Non-linear latency of sparse-dense matrix multiplication

Hello,

I’m measuring the latency of mul!(C, A, B), where C and B are dense and A is sparse, and I’m seeing something surprising: the latency isn’t linear in the number of operations required. Does anyone know why this is?

The number of columns of A is m=1000, the number of columns of B is k=3, and I’m varying the number of rows of A, denoted by n. I’m on an Intel system and I’m including MKLSparse (but I see the same behaviour regardless of if I use MKLSparse).

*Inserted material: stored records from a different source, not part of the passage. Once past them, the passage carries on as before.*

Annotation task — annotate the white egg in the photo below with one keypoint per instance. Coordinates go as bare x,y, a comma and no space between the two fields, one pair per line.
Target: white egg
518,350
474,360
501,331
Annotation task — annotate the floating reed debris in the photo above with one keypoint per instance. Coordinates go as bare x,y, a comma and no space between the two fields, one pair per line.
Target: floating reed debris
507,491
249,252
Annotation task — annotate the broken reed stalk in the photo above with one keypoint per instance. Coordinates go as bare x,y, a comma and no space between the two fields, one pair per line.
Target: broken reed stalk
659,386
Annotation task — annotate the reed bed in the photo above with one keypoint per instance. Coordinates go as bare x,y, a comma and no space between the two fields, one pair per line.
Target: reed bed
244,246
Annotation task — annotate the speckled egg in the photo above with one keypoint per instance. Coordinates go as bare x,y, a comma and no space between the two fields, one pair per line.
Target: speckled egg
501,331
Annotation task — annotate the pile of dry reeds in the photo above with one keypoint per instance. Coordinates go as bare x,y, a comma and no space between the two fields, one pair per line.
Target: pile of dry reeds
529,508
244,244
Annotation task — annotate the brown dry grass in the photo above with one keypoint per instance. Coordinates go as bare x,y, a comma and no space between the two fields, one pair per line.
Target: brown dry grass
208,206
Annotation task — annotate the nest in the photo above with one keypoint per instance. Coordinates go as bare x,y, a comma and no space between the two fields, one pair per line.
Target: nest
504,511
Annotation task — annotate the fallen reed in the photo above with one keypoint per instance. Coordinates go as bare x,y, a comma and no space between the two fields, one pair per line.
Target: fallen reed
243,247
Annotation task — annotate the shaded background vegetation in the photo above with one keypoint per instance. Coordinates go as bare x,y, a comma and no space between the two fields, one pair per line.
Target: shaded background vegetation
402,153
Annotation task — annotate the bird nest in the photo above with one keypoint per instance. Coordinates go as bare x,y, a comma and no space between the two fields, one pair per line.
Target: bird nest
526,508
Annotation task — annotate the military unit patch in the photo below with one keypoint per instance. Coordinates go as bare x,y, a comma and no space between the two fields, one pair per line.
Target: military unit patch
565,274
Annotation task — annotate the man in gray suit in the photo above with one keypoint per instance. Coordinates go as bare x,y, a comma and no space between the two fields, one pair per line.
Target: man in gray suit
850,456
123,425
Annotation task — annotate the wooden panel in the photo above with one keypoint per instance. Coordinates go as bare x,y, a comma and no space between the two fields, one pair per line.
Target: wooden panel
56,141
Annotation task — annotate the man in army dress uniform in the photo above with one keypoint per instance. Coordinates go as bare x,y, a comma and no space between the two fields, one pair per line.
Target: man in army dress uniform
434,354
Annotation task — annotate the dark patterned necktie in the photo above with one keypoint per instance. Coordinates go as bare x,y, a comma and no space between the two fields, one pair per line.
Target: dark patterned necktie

My experiment looks like the following code, except that it’s in a function, I’m running it many times, and I discard the first sample (since it includes compilation time)

A = sprand(n, m, 0.05)
B = randn(m, k)
C = zeros(n, k)
latency_mul = @elapsed mul!(C, A, B)
latency_mymul! = @elapsed mymul!(C, A, B) # mymul! defined below

Here’s the definition of mymul!:

function mymul!(C::Matrix, A::SparseMatrixCSC, B::Matrix)
    @boundscheck size(C, 1) == size(A, 1) || throw(DimensionMismatch("C has dimensions $(size(C)), but A has dimensions $(size(A))"))    
    @boundscheck size(C, 2) == size(B, 2) || throw(DimensionMismatch("C has dimensions $(size(C)), but B has dimensions $(size(B))"))        
    @boundscheck size(A, 2) == size(B, 1) || throw(DimensionMismatch("A has dimensions $(size(A)), but B has dimensions $(size(B))"))
    m, n = size(A)
    k = size(B, 2)
    rows = rowvals(A)
    vals = nonzeros(A)
    C .= 0
    for col = 1:n # column of A
        for i in nzrange(A, col)
            @inbounds row = rows[i] # row of A
            @inbounds val = vals[i] # A[row, col]
            @simd for j = 1:k # columns indices of B
                @inbounds C[row, j] += val * B[col, j]
            end
        end
    end
    C
end

This is the latency I’m seeing. I’d have expected that latency would increase linearly with the number of rows, which is what I’m seeing for mymul! (ish, for large enough matrices). However, for mul! I see something else. The dashed lines are quadratic functions fit to the data. The latency looks linear in the number of rows when running the same experiment for dense matrices so it’s got something to do with the sparse matrix multiplication.

sparse_mul

1 Like

What a coincidence! I just need an ad hoc implementation of subspace iteration, where one of the major costs is the multiplication of a beefy sparse matrix with a huge dense matrix of vectors as columns.
I guess my system is not as fast as yours, since in my case the execution time (which I think you call “latency”) is on the order of seconds. (Of course, it also depends on how sparse the matrix is. I know.)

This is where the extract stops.